AMD Gorgon Pointと99Wh超バッテリーの実力
本機の魅力は、高い処理能力を持ちながら、それを長時間維持できる点にあります。プロセッサにはAMDの最新製品『Ryzen AI 7 450』または『Ryzen AI 9 465』を搭載。これに非常に高速なメモリ(LPDDR5X-8533)を組み合わせることで、画像編集やデータ処理も快適に行える性能を確保しています。
特に注目すべきはバッテリー容量です。16インチモデルでは、オプションで99.9Whという、飛行機に持ち込める限界サイズの大容量バッテリーが選べます。さらに驚くのは14インチモデルで、コンパクトな本体でありながら、標準で92.5Whもの巨大なバッテリーを搭載しています。
ディスプレイには高精細な2.8Kの有機EL(AMOLED)パネルを採用。120Hzの滑らかな表示と、最大1100ニトの明るさを備え、日差しの強い屋外でも画面が非常に見やすい仕様です。
dGPU廃止に見る「効率重視」への転換
今回のモデルにおける最大の変更点は、前世代まで搭載されていたNVIDIA製の単体GPU(dGPU)を廃止したことです。
これは、AMD Gorgon Pointの内蔵グラフィックス性能が向上し、一般的な作業や軽めのゲームなら十分こなせると判断されたためと考えられます。
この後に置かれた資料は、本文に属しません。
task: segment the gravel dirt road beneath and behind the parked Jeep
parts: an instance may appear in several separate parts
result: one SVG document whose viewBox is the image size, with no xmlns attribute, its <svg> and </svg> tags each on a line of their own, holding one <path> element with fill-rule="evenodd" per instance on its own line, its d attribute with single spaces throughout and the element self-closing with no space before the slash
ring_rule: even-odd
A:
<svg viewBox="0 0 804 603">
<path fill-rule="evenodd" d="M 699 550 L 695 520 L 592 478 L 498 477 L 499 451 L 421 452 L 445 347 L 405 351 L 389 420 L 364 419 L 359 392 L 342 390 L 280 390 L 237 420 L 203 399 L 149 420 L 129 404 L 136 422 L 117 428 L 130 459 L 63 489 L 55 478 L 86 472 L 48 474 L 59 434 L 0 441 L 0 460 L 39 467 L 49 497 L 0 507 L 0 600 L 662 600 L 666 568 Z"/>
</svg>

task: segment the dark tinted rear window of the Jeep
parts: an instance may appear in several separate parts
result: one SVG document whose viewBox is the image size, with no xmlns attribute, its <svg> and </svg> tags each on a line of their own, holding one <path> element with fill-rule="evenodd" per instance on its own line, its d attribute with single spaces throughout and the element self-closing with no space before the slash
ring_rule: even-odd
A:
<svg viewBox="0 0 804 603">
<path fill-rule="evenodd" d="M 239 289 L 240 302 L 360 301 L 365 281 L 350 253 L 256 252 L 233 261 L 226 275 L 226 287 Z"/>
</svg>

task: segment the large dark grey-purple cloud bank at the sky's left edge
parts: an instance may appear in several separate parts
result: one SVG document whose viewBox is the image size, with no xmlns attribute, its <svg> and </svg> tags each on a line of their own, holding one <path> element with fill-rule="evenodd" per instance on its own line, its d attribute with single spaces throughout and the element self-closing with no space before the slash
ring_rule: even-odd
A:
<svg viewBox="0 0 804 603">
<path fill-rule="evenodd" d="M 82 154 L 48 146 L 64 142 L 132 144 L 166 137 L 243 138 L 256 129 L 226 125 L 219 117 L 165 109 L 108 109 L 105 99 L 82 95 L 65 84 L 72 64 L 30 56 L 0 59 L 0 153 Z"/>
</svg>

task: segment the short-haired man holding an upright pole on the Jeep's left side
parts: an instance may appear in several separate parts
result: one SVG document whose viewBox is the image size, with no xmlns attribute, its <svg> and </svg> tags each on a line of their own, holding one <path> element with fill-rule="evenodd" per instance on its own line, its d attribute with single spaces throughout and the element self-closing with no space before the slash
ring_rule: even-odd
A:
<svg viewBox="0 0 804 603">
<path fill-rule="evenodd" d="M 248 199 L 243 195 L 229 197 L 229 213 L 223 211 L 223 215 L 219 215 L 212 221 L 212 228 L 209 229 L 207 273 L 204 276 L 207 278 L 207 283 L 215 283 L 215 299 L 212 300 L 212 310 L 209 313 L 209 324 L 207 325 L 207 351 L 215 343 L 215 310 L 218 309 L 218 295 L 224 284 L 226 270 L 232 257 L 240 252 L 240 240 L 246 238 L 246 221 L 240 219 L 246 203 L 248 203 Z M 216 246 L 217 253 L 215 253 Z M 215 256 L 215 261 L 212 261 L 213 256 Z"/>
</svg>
単体GPUをなくすことで、内部のスペースをバッテリーに回せるほか、発熱や消費電力のコントロールもしやすくなります。
重い3Dゲームをするなら「Legion」シリーズ、持ち運びとバッテリー持ちを優先するなら本機、という使い分けがより明確になりました。外出先での作業時間を何よりも重視するユーザーにとっては、無駄のない合理的な設計と言えます。

欧州独自の販売形式と日本展開への期待
価格は14インチモデルが約1,169ユーロ(約1,300ポンド)からのスタートです。ユニークな点として、欧州市場では「OSなし」「電源アダプタなし」のモデルも選択でき、それぞれ価格が安くなります。すでにOSのライセンスを持っている人や、Linuxを使いたいエンジニアには嬉しい選択肢です。
日本での発売は未定ですが、IdeaPad Proシリーズは国内でも人気があるため、登場する可能性は高いでしょう。円安の影響で価格は高くなる可能性がありますが、14インチサイズでここまでの大容量バッテリーを積んだWindowsノートは、他になかなか見当たりません。
重いACアダプタを持ち歩かず、一日中ハイパフォーマンスな作業をしたい方にとって、本機は購入を検討すべき「本命の一台」としてもいいかもしれません。